Normalized vs. Denormalized Databases
When I first started working with SQL, everything was in one table. Admittedly, the table looked about like this:
Most databases are going to have a liiiittle more data to them than four columns and five rows. Thus, the debate between normalized and denormalized databases has been raging for centuries (I’m talking in developer time). So what’s the difference?
Normalized databases involve multiple tables. Like data is organized into one table and other related data is put into a different table. You get to each piece of data through relationships to each table, mainly join tables. The good thing is, normalization reduces redundancy and maintains data integrity. Everything is organized into nice little tables where all the data that should stay together, does.

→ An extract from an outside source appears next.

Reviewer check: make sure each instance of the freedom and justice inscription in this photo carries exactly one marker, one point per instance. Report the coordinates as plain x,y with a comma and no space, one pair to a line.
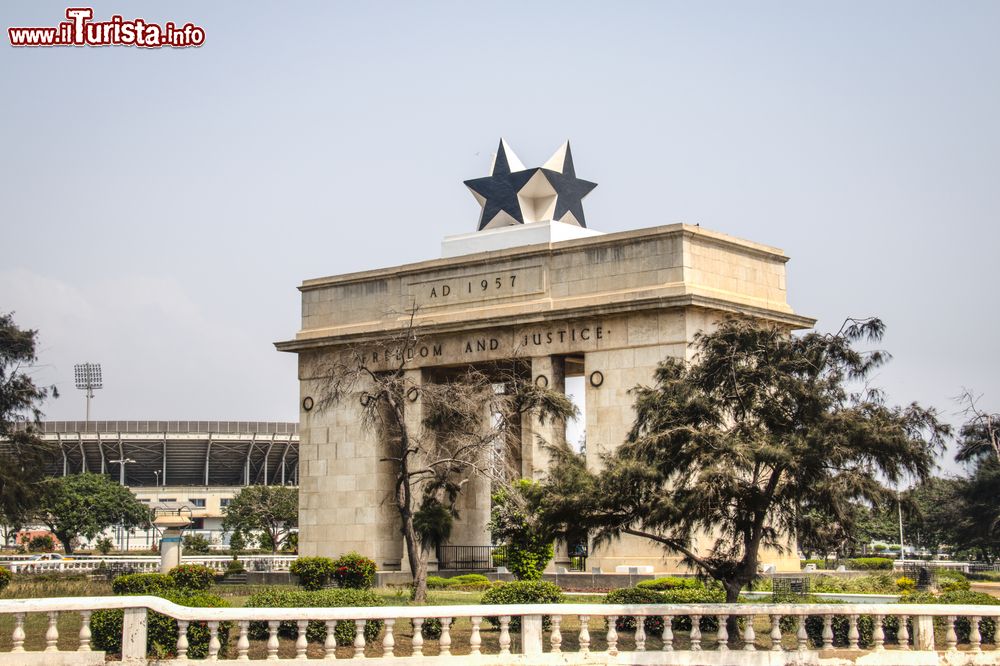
528,342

But, much like the downside of Rails, normalized databases can cause queries to slow down, especially when dealing with a shit ton (technical term) of data. This is where denormalized databases come in. While multiple joins are satisfying and fun, they can get complex quickly. When everything is in the same table, the query doesn’t have to jump from table to table to find what you’re looking for, it’s already right there. A downside is there will be redundant data — a small sacrifice to make to gain speed.
The best part about all this is you don’t have to choose one or the other; your database doesn’t have to be normalized to the nth degree or completely denormalized into one table. If your queries are running too slowly and it’s because of the complexity of the query, you can denormalize the database just enough to get rid of too many joins. Alternately, if your database is a giant mess of data and you need some organization, a little bit of organizing some data into different tables and getting rid of redundancy is in order. Databases can give you the best of both worlds, with a little TLC.